2.4 Assessment of Anthropometry and Cardiometabolic Risk Factor Outcomes
Trained personnel measured height and weight by standardised techniques across all studies. We calculated body mass index (BMI) as weight (kilograms) divided by height (metres) squared. For descriptive purposes, we further categorised individuals as normal weight, overweight, and obese based on age- and sex-specific cut-offs [6]. Underweight participants (7% of the participants) were combined with the normal-weight group.
Seven cardiometabolic variables were used as outcomes: abdominal adiposity (waist circumference [WC]) from 13 studies [7,8,9,10,11,12,13,14,15,16], resting systolic blood pressure (SBP) from seven studies [7, 9,10,11,12, 15, 16], and lipid and glucose metabolism (triglycerides, high-density lipoprotein cholesterol [HDL-C], low-density lipoprotein cholesterol [LDL-C], insulin, and glucose) from seven studies [9,10,11, 15, 16]. WC was measured with anthropometrical tape around the umbilicus at the end of a normal expiration, except in the National Health and Nutrition Examination Survey (NHANES), where WC was measured just above the iliac crest at the mid-axillary line using similar equipment [16]. All blood pressure measurements were performed in a rested condition using manual or automatic methods and recorded as the average of two, three or four recordings.
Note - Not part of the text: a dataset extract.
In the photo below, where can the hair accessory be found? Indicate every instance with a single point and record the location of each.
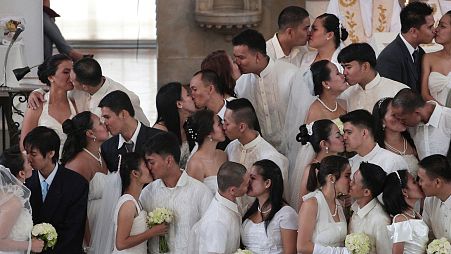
(397, 174)
(309, 128)
(379, 103)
One study [7] used the DinaMap 9301 vital signs monitor, five studies [9, 10] used the Dinamap XL vital signs monitor, one study [13] used a digital Omron sphygmomanometer and two studies [15, 16] used manual mercury sphygmomanometers. All blood samples were drawn from individuals in a fasted state.
2.5 Statistical Analyses
In order to model the effects of reallocating time between sedentary time, LPA, and MVPA on cardiometabolic risk factors, we used a three-step isotemporal substitution modelling approach. Prior to employing the models, time spent being sedentary or active (LPA and MVPA) was divided by a constant of 10, so that the regression coefficients consistently represent the reallocation of 10 min/day between the various intensity categories. The absolute values of the coefficients will vary if the analyses are performed using different time increments (for example, 1, 30, or 60 min/day) but the direction and relative magnitude of the associations will be identical. First, we examined the association between each of the exposure variables (i.e. time spent sedentary, or in LPA or MVPA) with the individual cardiometabolic risk factors using single-factor models in order to examine the total effect for each behaviour. Second, we used partition models to examine the associations of each exposure variable while controlling for the other exposure variables. We omitted monitor wear time from the partition models because monitor wear time is, by default, the sum of sedentary and active time. Finally, we used isotemporal substitution models to examine the estimated effects of replacing time spent in one behaviour with an equal amount of time spent in another, while keeping monitor wear time constant, by dropping the behaviour of interest from the model. For example, when demonstrating the association between reallocating sedentary time to active time (LPA or MVPA) and the various cardiometabolic risk factors, sedentary time was excluded from the model, while LPA, MVPA, and monitor wear time were kept constant. Using this approach, the regression coefficient for the intensity domains kept in the model (e.g. MVPA) represents the theoretical effect of reallocating an equal amount of time spent in that intensity domain for the same amount of time of the intensity domain excluded (e.g. sedentary time) from the model [17]. The regression coefficients are presented as absolute values and in relative terms.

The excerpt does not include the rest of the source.